Hundreds of veterans from all across the country are in Biloxi, Miss., this week to participate in the 31st annual National Veterans Golden Age Games, or NVGAG. The games, which are designed for participants age 55 to 90, include Boccia ball, bowling, table tennis, badminton, billiards, track and field, golf and more.
According to the VA website, “The National Veterans Golden Age Games is the premier senior adaptive rehabilitation program in the United States, and the only national multi-event sports and recreational seniors’ competition program designed to improve the quality of life for all older Veterans, including those with a wide range of abilities and disabilities.”
The U.S. Department of Veteran Affairs says the games are a way to challenge veterans and encourage them to live a healthier lifestyle. In order to participate you must be 55 to 90 years old and currently receiving health care from the VA.
The event, which runs from May 7 – 11, draws hundreds of veteran participators and thousands of spectators over the course of the week. A complete schedule of events can be found here.
Starting last year, the event began inducting participants into the NVGAG Athlete Hall of Fame. Donald Starler was the first inductee.

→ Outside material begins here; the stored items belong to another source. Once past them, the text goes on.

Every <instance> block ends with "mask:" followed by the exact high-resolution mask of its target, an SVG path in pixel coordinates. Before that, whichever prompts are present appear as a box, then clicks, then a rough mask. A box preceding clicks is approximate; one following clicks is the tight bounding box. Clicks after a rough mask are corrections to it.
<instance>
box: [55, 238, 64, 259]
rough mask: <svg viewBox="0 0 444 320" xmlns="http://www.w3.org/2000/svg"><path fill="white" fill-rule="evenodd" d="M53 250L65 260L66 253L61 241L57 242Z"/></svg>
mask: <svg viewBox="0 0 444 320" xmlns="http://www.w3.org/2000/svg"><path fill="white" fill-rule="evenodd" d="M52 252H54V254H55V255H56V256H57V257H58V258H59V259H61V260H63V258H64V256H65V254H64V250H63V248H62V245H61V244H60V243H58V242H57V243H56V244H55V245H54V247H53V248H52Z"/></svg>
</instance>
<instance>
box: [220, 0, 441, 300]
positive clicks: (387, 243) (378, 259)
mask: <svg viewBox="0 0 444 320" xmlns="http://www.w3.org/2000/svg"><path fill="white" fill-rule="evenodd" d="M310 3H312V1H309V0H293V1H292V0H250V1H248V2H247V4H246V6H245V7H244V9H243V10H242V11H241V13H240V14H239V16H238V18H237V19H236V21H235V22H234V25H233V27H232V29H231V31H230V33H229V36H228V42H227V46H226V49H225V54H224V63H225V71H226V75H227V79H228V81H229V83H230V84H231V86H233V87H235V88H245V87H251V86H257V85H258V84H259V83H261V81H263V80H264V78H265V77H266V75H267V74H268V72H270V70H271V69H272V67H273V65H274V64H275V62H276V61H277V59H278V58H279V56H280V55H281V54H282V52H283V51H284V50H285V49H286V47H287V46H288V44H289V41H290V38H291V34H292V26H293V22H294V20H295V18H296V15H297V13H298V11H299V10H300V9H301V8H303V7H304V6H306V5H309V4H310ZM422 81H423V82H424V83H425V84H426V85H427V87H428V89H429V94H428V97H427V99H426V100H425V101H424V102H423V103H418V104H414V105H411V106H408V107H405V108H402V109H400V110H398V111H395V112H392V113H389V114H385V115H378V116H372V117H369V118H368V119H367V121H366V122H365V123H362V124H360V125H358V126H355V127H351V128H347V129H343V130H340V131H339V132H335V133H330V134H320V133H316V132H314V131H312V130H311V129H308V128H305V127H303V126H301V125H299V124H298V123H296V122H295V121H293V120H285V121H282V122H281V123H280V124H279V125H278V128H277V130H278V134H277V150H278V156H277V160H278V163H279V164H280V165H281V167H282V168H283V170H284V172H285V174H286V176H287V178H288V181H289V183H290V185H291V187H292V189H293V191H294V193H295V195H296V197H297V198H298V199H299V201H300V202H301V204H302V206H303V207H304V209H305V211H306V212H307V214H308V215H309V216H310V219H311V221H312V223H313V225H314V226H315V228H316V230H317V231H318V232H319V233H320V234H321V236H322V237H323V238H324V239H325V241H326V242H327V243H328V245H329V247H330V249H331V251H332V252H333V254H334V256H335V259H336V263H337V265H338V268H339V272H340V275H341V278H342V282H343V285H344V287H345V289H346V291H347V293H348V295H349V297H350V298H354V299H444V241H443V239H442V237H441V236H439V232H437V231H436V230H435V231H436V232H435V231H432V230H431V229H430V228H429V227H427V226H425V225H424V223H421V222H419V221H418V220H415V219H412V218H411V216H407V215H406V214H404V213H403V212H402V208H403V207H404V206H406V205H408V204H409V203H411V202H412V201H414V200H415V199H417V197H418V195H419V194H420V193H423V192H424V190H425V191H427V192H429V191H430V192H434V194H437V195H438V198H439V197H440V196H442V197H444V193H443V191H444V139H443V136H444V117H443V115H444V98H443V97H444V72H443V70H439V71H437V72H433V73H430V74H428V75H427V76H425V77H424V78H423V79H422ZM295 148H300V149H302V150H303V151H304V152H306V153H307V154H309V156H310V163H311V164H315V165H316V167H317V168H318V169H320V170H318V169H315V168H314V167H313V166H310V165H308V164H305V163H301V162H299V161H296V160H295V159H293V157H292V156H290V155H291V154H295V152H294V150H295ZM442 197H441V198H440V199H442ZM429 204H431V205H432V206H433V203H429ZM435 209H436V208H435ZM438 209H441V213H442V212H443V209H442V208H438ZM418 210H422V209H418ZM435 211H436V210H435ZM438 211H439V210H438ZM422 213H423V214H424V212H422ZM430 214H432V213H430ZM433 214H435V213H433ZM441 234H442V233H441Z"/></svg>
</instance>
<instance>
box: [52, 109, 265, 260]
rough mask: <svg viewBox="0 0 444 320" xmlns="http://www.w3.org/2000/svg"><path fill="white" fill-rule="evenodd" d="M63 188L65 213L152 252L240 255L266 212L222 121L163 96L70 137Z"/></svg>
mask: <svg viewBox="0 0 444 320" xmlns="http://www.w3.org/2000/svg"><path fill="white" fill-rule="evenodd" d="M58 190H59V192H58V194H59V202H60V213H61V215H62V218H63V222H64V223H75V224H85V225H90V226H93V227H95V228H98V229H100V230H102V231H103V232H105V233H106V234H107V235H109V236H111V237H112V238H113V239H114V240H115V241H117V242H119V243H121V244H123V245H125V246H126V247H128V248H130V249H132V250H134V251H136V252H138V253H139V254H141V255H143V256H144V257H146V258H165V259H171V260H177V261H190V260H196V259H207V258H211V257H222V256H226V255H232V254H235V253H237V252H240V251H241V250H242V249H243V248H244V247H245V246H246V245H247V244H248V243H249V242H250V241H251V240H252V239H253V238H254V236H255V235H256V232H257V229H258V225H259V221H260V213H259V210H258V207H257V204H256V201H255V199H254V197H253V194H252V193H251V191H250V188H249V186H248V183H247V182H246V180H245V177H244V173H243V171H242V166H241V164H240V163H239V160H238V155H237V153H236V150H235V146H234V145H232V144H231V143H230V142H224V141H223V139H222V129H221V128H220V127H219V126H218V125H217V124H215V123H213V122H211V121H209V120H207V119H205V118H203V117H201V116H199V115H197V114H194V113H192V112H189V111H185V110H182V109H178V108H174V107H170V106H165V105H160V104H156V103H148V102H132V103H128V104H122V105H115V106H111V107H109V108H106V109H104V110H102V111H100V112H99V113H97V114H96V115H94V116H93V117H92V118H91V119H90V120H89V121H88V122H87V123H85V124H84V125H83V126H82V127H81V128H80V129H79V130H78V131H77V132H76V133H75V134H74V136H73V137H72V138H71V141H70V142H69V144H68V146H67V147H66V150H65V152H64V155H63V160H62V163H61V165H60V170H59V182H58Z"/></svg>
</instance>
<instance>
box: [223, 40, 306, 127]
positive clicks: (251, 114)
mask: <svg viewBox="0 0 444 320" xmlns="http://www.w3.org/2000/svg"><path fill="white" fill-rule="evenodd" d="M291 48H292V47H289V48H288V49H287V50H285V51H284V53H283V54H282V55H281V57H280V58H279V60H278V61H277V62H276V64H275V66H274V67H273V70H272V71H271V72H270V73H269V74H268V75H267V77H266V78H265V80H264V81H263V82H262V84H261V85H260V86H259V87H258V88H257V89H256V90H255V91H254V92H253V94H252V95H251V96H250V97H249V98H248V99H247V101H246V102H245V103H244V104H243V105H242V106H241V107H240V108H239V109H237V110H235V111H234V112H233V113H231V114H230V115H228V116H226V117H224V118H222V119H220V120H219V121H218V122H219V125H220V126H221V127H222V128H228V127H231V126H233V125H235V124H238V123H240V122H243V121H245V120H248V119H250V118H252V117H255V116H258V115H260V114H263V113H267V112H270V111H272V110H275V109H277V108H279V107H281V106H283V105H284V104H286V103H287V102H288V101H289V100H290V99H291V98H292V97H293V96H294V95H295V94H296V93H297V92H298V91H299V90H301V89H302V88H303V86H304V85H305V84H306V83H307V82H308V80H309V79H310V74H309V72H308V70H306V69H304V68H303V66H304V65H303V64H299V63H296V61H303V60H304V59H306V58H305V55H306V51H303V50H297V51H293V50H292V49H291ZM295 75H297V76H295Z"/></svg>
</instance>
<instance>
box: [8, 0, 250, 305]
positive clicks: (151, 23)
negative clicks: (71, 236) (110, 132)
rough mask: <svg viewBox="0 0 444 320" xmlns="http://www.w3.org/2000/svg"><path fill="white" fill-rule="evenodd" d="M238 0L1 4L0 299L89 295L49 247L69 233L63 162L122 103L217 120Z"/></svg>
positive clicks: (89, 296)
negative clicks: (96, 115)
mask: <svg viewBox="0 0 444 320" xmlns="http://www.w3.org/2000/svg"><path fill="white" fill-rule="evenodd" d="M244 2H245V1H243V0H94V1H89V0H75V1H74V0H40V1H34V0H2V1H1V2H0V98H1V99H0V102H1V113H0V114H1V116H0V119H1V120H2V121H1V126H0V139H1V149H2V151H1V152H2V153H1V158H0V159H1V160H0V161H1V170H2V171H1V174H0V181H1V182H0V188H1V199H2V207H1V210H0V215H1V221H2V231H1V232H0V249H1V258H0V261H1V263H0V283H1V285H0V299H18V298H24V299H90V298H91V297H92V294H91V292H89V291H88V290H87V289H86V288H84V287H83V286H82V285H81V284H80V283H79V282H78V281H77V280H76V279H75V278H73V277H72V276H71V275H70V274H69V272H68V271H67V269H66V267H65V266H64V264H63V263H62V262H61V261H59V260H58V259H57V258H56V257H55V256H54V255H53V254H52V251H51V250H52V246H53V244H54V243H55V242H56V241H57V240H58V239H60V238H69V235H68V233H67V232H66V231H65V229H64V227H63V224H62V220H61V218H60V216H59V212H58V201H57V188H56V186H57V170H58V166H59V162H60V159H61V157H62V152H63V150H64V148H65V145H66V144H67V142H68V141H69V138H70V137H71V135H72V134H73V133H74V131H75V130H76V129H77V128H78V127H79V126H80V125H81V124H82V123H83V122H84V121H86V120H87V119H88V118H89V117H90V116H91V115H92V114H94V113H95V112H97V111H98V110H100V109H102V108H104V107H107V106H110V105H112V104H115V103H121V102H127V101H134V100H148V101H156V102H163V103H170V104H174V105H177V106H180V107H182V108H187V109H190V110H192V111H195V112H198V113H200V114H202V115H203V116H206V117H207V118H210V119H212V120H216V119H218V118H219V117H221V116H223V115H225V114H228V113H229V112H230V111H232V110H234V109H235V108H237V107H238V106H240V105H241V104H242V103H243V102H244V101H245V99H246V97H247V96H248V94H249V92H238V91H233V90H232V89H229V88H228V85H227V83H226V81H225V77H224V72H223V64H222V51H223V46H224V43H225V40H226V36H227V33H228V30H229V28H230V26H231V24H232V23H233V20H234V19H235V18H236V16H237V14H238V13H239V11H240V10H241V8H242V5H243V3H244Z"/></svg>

The VA says the Hall of Fame honors those “who have distinguished themselves and set an exemplary example while preparing for and during participation in the National Veterans Golden Age Games, by virtue of their performance as well as by meritorious efforts based on the following criteria: Sportsmanship, Dedication, Leadership and Active Healthy Lifestyle year-round.”
Husband and wife duo George (Army) and Roberta (Air Force) Hults, from Oceans Springs, Miss., are excited to compete in this year’s games.
“I’m looking forward to meeting other Veterans,” Roberta, age 74, told the VA’s Vantage blog. “You don’t meet very many women Veterans, and I’m looking forward to it.”
“I’m glad this is done for Veterans,” George, age 86, added. “The military was a big part of my life, it is something you can never forget.”